Chicote va armado para la ocasión como el inspector Gadget, con un montón de artilugios que saca del sombrero para encontrar mierda biológica (eso lo repite mucho). Después, se refugia en una furgoneta de camuflaje desde donde, al día siguiente, cotillea a los currelas del local por un montón de pantallas, como si fuera el doctor Gang (otra referencia al inspector Gadget), pero sin muñequera de pinchos (todavía).
Desde allí ve también cómo su equipo de infiltrados acude para probar el menú con la comida en mal estado que él detectó la noche anterior pero, por lo que sea, no tiró a la basura. “¡Nooo!, ¡¡¡eso no os lo comáis!!!”, grita escandalizado a la tele (y al pinganillo de los susodichos).

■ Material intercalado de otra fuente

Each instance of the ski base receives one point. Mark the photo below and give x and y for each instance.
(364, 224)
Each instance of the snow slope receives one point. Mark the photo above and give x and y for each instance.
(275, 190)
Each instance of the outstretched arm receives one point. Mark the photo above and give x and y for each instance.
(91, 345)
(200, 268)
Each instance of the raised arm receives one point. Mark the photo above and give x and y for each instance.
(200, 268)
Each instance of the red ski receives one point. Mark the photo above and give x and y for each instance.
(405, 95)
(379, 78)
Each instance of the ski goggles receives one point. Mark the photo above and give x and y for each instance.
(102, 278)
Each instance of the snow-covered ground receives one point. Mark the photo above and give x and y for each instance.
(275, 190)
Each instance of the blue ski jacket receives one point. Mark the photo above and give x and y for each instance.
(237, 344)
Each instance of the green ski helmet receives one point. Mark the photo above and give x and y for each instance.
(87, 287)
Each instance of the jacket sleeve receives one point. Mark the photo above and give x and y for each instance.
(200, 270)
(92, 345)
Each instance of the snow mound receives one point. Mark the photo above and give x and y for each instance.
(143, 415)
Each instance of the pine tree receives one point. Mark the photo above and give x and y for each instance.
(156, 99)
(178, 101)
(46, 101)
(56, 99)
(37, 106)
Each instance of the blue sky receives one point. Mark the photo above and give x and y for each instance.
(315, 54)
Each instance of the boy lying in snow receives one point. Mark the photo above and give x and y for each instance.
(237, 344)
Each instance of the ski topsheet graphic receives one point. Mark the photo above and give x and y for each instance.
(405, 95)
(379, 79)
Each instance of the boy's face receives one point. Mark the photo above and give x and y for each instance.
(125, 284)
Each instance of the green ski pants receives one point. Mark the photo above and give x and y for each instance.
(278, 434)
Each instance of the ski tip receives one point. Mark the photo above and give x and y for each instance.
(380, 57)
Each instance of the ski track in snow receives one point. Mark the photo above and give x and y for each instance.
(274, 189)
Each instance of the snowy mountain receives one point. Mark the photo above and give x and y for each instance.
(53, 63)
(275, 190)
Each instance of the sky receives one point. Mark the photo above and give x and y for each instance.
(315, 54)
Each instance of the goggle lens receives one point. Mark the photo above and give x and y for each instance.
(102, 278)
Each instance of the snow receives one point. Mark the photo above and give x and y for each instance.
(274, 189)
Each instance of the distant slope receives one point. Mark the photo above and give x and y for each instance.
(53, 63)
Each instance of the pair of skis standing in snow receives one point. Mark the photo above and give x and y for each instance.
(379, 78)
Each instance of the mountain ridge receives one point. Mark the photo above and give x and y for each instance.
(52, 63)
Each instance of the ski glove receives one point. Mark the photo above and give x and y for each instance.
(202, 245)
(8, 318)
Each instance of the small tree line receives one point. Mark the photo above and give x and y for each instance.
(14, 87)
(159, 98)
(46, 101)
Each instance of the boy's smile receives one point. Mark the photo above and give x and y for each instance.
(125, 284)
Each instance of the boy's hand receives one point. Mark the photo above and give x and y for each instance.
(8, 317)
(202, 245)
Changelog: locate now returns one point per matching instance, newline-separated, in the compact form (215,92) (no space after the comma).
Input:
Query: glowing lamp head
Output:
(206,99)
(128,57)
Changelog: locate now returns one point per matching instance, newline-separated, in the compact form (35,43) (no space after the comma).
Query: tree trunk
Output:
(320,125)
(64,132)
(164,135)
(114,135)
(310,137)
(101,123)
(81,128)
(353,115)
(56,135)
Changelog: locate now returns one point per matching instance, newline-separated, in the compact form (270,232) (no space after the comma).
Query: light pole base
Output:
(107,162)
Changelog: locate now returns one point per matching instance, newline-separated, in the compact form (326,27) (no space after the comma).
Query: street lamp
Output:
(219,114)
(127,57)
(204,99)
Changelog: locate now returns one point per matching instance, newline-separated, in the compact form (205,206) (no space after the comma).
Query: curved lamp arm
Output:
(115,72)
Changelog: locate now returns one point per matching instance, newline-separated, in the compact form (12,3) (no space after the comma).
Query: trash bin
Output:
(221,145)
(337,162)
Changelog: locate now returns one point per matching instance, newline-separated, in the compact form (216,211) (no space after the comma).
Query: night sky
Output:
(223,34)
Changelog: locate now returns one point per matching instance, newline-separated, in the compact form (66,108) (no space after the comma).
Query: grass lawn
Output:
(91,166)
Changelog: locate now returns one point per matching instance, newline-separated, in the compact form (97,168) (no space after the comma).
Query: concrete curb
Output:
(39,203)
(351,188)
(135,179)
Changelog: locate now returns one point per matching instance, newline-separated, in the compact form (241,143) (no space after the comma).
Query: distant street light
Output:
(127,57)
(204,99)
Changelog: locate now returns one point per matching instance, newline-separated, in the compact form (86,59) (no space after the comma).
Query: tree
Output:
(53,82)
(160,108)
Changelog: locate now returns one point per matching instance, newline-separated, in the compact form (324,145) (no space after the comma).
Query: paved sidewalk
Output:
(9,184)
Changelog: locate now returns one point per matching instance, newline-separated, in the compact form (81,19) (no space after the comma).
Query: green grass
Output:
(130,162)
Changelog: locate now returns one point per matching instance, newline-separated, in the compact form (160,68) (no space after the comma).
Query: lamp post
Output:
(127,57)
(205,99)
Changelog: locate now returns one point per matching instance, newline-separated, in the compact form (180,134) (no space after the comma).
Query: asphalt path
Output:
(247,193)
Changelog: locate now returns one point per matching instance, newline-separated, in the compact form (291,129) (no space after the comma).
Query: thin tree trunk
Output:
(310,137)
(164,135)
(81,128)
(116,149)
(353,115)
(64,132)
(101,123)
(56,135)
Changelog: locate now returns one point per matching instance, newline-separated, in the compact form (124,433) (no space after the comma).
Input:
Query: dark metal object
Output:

Pese a la promesa de hacer algo nuevo, este Inspector Chicote, que en una oportunidad desaprovechada han dado en llamar Servicio secreto by Chicote, es lo mismo que Pesadilla en la cocina pero a oscuras y con mucha paja previa que dilata demasiado la llegada de los momentos de tensión, porque no es hasta bien avanzado el programa cuando por fin Chicote se digna a salir de la furgona para montarla en el restaurante.
Y entonces, en plan salvavidas pero sin bañador rojo, larga a todos los comensales a casa a medio comer y sin pagar la cuenta, porque, por la magia de la tele, esas pechugas de pollo malolientes que iban a retorcerles el estómago hasta acabar en urgencias, no las había pedido nadie antes que el equipo del programa. O quizás es que las intoxicaciones alimentarias de la tele no aparecen hasta el postre, a saber.

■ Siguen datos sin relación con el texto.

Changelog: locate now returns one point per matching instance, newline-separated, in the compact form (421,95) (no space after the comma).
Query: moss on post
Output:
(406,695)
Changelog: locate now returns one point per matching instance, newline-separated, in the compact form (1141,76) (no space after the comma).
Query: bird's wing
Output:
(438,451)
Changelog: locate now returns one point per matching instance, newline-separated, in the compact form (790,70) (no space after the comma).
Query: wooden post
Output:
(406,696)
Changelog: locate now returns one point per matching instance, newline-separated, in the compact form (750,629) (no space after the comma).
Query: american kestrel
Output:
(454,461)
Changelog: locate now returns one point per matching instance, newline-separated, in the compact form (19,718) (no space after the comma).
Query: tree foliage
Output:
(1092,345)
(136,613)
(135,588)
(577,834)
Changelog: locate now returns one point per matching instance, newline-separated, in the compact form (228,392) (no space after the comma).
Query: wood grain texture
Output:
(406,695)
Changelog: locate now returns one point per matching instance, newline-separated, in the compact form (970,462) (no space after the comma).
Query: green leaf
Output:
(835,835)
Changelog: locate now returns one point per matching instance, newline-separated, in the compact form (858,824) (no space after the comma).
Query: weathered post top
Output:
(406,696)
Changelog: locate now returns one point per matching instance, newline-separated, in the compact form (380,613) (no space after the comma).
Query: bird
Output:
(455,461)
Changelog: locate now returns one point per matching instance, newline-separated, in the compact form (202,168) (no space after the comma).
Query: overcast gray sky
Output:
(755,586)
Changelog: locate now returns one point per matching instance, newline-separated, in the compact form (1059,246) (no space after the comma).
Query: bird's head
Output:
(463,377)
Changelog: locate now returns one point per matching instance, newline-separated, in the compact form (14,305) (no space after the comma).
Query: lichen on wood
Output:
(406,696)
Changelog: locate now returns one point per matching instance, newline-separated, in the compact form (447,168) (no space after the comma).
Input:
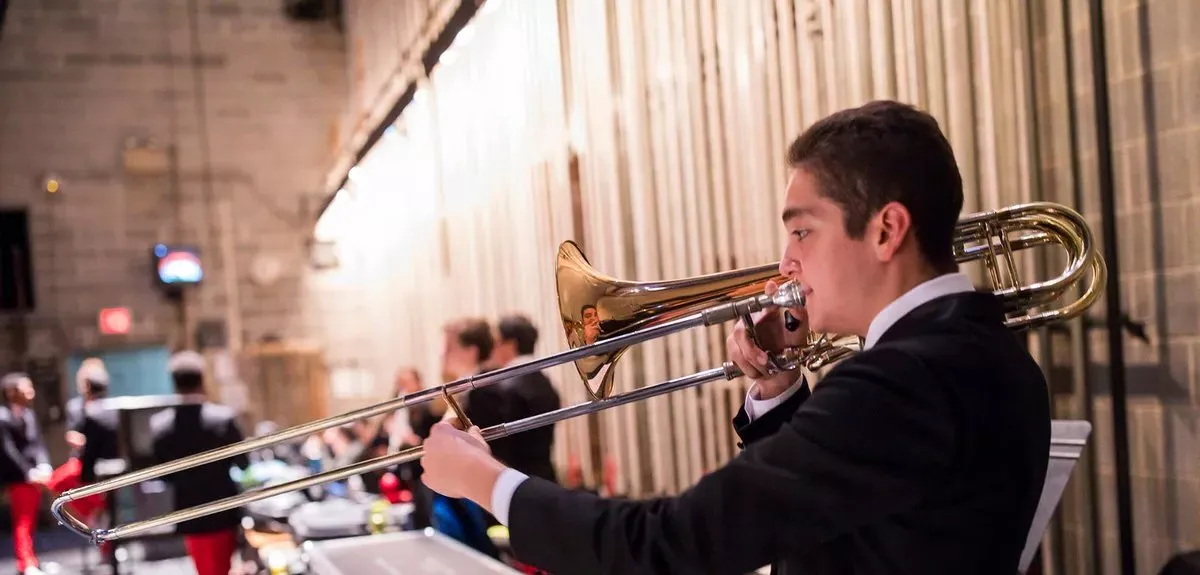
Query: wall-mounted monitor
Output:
(178,265)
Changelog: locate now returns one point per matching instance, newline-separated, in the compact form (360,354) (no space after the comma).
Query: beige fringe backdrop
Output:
(653,132)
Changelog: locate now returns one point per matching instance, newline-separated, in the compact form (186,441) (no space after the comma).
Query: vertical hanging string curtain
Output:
(678,113)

El caso es que las broncas entre los currelas, que antes funcionaban tan bien porque siempre estaba Chicote para encarrilarlas cuando los hosteleros, por lo que sea, no son buenos actores, ahora al no estar él presente y quedar toda la escena en mano del equipo del local, el guion se nota demasiado, tanto al principio del conflicto como cuando desvelan quién fue el currela que llamó al programa para señalar lo guarro que es su jefe.

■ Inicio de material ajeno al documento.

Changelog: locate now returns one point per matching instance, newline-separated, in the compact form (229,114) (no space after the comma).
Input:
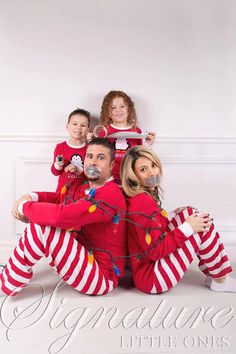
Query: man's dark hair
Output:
(81,112)
(106,143)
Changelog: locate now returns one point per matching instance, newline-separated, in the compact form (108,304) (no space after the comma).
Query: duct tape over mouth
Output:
(92,171)
(152,181)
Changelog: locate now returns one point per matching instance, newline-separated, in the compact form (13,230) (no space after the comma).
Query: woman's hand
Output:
(150,139)
(178,210)
(15,212)
(200,222)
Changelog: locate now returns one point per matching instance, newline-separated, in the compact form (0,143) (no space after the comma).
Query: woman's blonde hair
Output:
(130,182)
(106,107)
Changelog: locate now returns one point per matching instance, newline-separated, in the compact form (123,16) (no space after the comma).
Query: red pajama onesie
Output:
(161,266)
(71,154)
(69,252)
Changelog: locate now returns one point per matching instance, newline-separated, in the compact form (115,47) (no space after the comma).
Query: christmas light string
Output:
(100,204)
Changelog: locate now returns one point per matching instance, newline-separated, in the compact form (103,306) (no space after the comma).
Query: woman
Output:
(162,246)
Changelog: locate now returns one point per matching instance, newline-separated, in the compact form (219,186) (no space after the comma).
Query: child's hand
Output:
(150,139)
(73,168)
(178,210)
(15,212)
(90,137)
(200,222)
(59,162)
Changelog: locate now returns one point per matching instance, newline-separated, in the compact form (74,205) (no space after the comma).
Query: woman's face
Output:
(146,170)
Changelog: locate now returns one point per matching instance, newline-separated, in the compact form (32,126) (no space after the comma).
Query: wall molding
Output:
(39,138)
(195,160)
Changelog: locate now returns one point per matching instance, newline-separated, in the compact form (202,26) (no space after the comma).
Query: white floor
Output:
(45,318)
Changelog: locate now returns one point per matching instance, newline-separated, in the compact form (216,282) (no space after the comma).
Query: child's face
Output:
(119,112)
(145,168)
(78,127)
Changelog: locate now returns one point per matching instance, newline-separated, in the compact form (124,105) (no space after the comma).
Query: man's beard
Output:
(93,173)
(93,178)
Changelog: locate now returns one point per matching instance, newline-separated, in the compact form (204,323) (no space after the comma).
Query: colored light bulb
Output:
(92,208)
(116,270)
(92,192)
(64,189)
(148,238)
(164,213)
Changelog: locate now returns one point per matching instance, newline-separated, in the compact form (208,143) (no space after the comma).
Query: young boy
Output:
(69,155)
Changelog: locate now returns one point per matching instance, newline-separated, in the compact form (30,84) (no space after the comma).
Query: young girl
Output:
(69,155)
(118,115)
(160,249)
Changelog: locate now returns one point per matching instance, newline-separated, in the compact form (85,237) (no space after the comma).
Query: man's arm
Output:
(64,216)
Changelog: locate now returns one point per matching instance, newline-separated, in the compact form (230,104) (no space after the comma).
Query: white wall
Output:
(176,58)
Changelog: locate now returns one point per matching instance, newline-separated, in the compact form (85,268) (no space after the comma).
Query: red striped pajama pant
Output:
(213,260)
(63,252)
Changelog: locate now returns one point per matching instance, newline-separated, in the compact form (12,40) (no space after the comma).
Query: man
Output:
(82,240)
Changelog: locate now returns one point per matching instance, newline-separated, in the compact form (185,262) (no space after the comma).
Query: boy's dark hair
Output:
(81,112)
(106,143)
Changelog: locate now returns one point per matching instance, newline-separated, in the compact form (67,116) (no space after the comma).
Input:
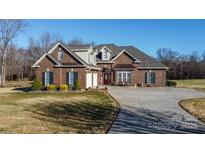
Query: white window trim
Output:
(122,77)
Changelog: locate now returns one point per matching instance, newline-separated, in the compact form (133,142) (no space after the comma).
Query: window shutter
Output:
(67,77)
(51,77)
(75,76)
(43,78)
(145,77)
(153,78)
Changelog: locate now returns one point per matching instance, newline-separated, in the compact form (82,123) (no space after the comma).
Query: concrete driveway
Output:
(154,110)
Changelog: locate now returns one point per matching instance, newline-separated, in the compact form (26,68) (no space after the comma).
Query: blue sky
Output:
(184,36)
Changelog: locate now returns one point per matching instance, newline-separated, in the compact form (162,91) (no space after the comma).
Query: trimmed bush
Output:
(51,87)
(63,87)
(77,85)
(171,83)
(37,84)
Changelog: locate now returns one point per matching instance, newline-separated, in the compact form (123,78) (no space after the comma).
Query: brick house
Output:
(104,64)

Lo que viene después es lo de siempre, un cambio de decoración y menú del local y la llegada de un montón de comensales que, ahora sí, se muestran satisfechos y felices por lo bien que han comido y lo limpio que está todo. Y ya en la postdata, Chicote, en plan cuñado, muestra al hostelero su furgoneta fantástica como si nunca hubiera visto una pantalla plana.
Y al programa siguiente vuelve a ser todo igual: igual de oscuro, igual de forzado, igual de gritado... La copia no ha mejorado el original.